Current Affairs Finnish-style crackdown long way off in Czech smokers' paradise
Finland made international headlines recently with news that its government plans to completely eradicate smoking – not just a ban on smoking in public places, that already exists, but the total and final eradication of smoking amongst the Finnish population. It’s a lofty goal to be sure, and has reignited the smoking debate in other European countries, many of which have banned smoking in cafes, pubs and restaurants. The Czech Republic, however, like most former communist states, seems to be trailing behind.
Around a quarter of all Czechs – 2.5 million people - are smokers, addicted to a drug that will eventually kill one in five of them at huge expense to the state. Many, of course, want to give up. Those that do often find themselves at the Tobacco Dependence Treatment Centre in Prague.
The director of the centre is Dr Eva Králíková, one of the country’s most vocal anti-smoking campaigners. She’s particularly concerned about the effects of passive smoking, and is disappointed that new legislation due to enter into force in July falls short of a total ban on smoking in pubs, cafes and restaurants. She says even the law’s provision that non-smoking areas must be separated with a wall does not go far enough.
“Unfortunately you have to open a door to go there, and of course the air will be mixed. It’s similar to a swimming pool where you can piss in one corner and then suggest the rest of the water is clean. Only a 100% smoke-free environment is safe.”

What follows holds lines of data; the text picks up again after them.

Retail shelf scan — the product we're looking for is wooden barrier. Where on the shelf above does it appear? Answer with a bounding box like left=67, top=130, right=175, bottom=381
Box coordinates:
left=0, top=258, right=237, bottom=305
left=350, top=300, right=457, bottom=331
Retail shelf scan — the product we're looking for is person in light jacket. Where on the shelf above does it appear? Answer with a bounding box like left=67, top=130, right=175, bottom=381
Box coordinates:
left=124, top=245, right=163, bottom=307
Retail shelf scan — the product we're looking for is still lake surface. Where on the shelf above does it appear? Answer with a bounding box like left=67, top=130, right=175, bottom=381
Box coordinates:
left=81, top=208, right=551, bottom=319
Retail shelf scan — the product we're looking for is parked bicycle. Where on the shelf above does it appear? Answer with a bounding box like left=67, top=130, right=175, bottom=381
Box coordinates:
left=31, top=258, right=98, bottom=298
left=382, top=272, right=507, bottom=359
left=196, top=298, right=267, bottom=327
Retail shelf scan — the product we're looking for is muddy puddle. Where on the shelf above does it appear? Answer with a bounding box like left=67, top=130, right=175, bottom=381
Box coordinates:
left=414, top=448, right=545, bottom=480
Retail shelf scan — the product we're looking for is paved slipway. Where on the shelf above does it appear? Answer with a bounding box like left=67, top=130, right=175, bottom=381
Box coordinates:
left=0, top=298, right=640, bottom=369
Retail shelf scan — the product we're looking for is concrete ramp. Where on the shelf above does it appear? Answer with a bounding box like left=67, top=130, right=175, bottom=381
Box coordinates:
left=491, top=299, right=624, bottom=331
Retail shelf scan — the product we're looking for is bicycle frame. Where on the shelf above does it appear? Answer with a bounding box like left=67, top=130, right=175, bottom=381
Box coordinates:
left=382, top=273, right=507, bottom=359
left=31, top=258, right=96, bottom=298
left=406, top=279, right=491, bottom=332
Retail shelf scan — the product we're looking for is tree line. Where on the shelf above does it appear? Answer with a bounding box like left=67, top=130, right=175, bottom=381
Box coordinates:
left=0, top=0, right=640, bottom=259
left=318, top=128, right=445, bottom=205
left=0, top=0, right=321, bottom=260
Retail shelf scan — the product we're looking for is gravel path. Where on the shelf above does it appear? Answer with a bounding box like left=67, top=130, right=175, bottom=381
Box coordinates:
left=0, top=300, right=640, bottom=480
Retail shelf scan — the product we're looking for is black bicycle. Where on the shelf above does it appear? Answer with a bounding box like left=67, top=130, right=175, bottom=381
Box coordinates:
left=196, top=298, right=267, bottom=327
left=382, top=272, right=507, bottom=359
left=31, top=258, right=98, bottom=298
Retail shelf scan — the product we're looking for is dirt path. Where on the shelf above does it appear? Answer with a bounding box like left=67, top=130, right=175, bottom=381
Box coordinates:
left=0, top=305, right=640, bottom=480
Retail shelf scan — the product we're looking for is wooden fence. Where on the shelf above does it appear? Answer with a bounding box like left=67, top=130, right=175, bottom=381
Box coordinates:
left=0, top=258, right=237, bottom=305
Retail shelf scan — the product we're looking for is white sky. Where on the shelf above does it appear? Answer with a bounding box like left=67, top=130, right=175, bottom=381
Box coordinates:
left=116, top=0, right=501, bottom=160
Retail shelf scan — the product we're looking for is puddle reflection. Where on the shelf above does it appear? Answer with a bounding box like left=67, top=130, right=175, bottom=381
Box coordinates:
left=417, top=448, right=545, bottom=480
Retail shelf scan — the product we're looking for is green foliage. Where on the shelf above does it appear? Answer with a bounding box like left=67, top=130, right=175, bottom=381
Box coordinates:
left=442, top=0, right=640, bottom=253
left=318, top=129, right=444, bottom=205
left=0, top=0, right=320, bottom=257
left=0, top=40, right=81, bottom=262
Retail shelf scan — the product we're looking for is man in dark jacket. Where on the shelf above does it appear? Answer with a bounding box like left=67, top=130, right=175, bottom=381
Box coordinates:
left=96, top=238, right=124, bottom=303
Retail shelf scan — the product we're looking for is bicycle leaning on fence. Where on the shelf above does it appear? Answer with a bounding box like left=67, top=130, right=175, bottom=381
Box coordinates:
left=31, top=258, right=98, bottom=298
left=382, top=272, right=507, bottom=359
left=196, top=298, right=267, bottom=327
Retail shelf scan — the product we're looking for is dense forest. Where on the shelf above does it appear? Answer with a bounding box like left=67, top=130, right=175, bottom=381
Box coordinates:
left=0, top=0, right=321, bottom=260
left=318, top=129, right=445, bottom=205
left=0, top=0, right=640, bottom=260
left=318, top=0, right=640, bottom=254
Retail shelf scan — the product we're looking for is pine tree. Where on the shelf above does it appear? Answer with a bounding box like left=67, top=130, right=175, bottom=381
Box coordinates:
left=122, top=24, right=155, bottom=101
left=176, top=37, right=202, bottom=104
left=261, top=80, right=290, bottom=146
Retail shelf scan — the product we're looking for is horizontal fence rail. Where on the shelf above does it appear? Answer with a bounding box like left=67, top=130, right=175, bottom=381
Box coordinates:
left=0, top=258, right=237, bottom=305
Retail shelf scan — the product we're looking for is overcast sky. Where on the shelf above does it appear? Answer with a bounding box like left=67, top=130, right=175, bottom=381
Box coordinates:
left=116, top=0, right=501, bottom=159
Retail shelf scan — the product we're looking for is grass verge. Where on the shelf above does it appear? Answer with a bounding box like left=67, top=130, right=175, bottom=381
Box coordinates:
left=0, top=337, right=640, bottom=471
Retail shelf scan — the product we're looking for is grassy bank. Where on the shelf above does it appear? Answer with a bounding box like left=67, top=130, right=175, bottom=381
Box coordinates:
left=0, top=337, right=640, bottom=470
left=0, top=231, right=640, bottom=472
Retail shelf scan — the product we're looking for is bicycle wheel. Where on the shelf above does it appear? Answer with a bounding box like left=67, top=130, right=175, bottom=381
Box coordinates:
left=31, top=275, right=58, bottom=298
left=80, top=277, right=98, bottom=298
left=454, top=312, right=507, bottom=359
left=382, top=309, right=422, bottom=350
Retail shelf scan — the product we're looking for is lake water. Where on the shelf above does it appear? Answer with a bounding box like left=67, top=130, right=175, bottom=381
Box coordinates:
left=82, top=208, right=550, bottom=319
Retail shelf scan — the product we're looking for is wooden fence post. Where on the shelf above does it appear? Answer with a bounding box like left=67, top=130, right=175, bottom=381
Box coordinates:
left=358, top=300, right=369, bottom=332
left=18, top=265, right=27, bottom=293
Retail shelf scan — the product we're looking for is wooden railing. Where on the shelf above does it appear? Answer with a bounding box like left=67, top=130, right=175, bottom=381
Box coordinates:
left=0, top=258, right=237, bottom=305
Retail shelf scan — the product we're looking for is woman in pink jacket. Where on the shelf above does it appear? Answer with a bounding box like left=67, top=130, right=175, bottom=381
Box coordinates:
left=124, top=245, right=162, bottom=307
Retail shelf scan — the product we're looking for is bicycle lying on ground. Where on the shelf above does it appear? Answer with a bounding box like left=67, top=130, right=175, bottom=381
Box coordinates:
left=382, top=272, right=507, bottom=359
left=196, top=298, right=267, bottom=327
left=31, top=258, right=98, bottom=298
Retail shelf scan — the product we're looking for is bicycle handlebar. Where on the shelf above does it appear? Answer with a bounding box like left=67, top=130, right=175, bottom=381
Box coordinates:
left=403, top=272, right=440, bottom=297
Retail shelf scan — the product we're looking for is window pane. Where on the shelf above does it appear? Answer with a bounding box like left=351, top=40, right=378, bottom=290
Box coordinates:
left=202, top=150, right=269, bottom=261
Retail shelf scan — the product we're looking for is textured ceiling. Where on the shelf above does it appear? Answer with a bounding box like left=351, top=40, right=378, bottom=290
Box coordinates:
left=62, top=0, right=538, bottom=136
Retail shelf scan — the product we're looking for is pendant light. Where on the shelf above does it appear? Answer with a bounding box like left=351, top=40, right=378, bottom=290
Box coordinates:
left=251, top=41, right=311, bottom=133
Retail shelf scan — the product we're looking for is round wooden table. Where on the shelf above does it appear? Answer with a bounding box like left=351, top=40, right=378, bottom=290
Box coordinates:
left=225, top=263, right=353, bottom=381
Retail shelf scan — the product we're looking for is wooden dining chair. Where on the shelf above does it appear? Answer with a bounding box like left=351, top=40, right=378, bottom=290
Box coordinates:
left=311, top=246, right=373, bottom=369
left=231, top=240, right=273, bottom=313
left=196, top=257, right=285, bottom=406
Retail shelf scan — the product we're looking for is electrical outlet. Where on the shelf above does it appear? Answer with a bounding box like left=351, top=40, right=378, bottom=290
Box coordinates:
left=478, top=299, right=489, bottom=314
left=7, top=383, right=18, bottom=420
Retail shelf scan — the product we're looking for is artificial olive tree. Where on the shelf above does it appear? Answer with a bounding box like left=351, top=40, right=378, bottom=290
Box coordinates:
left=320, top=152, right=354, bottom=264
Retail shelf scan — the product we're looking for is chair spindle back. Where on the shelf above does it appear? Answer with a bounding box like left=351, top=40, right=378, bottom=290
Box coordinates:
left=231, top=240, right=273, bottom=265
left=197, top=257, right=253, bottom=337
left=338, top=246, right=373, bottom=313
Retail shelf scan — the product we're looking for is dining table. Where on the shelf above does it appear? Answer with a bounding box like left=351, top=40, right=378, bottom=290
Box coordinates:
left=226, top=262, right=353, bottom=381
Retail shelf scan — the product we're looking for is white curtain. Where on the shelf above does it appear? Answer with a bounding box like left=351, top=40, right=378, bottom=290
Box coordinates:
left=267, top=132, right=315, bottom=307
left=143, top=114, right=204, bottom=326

Smoking is already banned on trains, trams and buses, and is increasingly rare in the workplace. But pubs, restaurants and cafes are still overwhelmingly smoker-friendly. From July 1st they’ll be obliged to put a sticker on the door to say whether the establishment is smoking, non-smoking or mixed with a separate smoke-free room. Analysts predict that most will choose the first option, in a bid not to lose customers.
But for many Czechs attempts to eradicate smoking is part of a crusade by interfering busy-bodies, egged on by health fascists in Brussels. Senator Jaroslav Kubera, a heavy smoker with a deep belief in personal freedom, told Czech Radio recently he didn’t like the way things were going.
“The fact of the matter is that non-smokers aren’t looking after themselves, they’re just aggressively attacking those who smoke. All these regulations are ridiculous. They’ll be banning certain kinds of food next. States are interfering in people’s lives in more and more ways. George Orwell was spot on when he described the future in 1984 – believe me, it’s getting closer.”
Anti-smoking campaigners suspect the powerful tobacco industry is behind the failed attempts to introduce a total smoking ban. A leading Czech newspaper claimed recently that representatives of three international cigarette companies actually work as assistants to MPs. As long as the tobacco industry enjoys unfettered access to lawmakers, say the anti-smoking campaigners, a Finnish-style crackdown on smoking is simply out of the question.